Arbuscular mycorrhizal fungi (AMF) are key soil organisms and their extensive hyphae create a unique hyphosphere associated with microbes actively involved in N cycling. However, the underlying mechanisms how AMF and hyphae‑associated microbes may cooperate to influence N2O emissions from “hot spot” residue patches remain unclear. Here we explored the key microbes in the hyphosphere involved in N 2O production and consumption using amplicon and shotgun metagenomic sequencing. Chemotaxis, growth and N2O emissions of isolated N2O‑reducing bacteria in response to hyphal exudates were tested using in vitro cultures and inoculation experiments.
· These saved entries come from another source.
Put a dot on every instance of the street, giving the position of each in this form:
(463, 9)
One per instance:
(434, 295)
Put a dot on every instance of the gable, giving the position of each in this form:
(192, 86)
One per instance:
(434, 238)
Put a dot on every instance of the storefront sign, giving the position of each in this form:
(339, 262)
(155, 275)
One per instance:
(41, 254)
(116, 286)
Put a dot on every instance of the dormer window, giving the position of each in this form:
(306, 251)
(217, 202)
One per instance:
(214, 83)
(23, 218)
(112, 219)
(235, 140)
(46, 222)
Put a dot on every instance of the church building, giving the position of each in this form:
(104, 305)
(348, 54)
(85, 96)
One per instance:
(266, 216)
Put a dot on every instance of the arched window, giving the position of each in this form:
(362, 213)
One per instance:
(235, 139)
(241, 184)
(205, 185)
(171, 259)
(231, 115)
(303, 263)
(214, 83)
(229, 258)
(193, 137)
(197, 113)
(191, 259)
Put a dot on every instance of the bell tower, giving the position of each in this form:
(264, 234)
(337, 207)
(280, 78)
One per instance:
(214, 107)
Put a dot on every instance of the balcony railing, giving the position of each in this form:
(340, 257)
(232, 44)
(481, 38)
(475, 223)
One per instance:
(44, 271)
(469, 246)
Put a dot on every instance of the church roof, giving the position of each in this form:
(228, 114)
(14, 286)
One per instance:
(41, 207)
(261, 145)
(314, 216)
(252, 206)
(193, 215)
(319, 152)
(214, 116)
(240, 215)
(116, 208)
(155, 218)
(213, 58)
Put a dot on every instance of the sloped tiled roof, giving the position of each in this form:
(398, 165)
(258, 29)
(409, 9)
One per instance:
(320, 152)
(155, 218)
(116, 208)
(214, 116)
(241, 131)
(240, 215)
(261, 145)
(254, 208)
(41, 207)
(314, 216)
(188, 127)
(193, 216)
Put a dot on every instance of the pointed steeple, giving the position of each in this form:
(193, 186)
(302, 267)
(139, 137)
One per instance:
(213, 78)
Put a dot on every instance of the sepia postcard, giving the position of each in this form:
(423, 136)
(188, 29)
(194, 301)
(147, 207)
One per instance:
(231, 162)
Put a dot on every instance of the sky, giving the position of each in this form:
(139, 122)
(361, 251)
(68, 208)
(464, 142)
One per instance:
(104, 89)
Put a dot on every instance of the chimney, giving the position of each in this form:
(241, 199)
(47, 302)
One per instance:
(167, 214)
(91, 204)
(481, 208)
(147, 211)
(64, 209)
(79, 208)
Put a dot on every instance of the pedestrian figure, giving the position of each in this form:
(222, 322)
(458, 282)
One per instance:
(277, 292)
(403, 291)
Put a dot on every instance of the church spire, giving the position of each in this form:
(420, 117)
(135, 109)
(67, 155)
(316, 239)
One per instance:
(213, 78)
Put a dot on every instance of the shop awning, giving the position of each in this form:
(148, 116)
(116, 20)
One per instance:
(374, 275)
AMF hyphae reduced denitrification‑derived N 2O emission (max. 63%) in C‑ and N‑rich residue patches. AMF consistently enhanced the abundance and expression of clade I nosZ gene, and inconsistently increased that of nirS and nirK genes. The reduction of N2 O emissions in the hyphosphere was linked to N2O‑reducing Pseudomonas specifically enriched by AMF, concurring with the increase in the relative abundance of the key genes involved in bacterial citrate cycle. Phenotypic characterization of the isolated complete denitrifying P. fluorescens strain JL1 (possessing clade I nosZ) indicated that the decline of net N 2 O emission was a result of upregulated nosZ expression in P. fluorescens following hyphal exudation (e.g. carboxylates). These findings were further validated by re‑inoculating sterilized residue patches with P. fluorescens and by an 11‑year‑long field experiment showing significant positive correlation between hyphal length density with the abundance of clade I nosZ gene.
The cooperation between AMF and the N2O‑reducing Pseudomonas residing on hyphae significantly reduce N2O emissions in the microsites. Carboxylates exuded by hyphae act as attractants in recruiting P. fluorescens and also as stimulants triggering nosZ gene expression. Our discovery indicates that reinforcing synergies between AMF and hyphosphere microbiome may provide unexplored opportunities to stimulate N 2 O consumption in nutrient‑enriched microsites, and consequently reduce N2O emissions from soils. This knowledge opens novel avenues to exploit cross‑kingdom microbial interactions for sustainable agriculture and for climate change mitigation.